Falconry, the "sport of kings," is actually the sport of hunting. Instead of using a gun, or a bow and arrow, hunters go into the wild with a raptor that catches small game. Rabbits. Squirrels. Other small, edible animals.
In Hershey, Pennsylvania, you can do falconry, but without the bloodletting. Basically, you watch a demonstration with fake prey and you get to call to a Harris' hawk and watch it swoop in on you and land gently on your hand. Sans small animal in beak.
A story with more detail on Hershey's falconry program is in today's Washington Post. (Written by...well...me.) But the video? Only available here.
(Some of you may remember I did falconry once before.)
Below is Kristin Smith-Simon, who was in my group of "falconers."
This next video shows that even a young 'un can participate, although the minimum age is 8. That's Darius Robinson with falconer Jack Hubley.
Last time I was at Hershey, a substitute falconer ran the program. He did just fine. But he didn't do the final act that Jack Hubley, the regular falconer did. Which was to have a hawk fly between two lines of people.
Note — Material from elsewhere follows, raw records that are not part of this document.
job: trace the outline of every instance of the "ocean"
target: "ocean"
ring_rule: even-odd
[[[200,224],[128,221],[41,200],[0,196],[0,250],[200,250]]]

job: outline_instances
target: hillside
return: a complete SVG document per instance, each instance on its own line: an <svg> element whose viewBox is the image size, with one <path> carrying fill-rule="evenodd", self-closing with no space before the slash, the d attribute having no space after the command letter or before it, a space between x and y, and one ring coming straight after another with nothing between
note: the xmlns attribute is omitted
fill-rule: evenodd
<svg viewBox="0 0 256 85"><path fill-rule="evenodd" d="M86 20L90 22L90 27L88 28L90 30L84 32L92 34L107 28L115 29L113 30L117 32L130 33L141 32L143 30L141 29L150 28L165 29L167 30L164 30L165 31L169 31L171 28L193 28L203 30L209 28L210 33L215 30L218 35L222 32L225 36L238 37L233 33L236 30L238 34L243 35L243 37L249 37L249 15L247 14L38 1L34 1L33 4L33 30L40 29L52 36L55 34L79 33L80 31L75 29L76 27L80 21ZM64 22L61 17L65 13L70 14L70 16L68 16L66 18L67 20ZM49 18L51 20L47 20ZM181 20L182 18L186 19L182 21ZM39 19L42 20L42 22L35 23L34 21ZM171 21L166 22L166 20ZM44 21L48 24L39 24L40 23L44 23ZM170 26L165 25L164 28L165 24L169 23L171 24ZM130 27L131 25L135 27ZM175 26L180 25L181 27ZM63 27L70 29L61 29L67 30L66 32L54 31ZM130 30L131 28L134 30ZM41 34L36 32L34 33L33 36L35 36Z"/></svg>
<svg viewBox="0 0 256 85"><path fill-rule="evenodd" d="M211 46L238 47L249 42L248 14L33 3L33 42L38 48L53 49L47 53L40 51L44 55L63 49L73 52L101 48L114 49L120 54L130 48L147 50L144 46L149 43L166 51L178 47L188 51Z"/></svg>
Probably because there weren't enough people that first time I went. There were only a handful of us. This time, I was in a group of 11.
Hubley told us that hawks can squeeze themselves tight temporarily, wings to body, to get through crevasses and other small spots to reach their prey. We got a small taste of that as the hawk flew through our lines and brushed us with his wings.
(Falconry is a nice solo travel experience for social people because you will be with other people oohing and aahing together. Hm. "Social solos?" Have I coined a phrase?)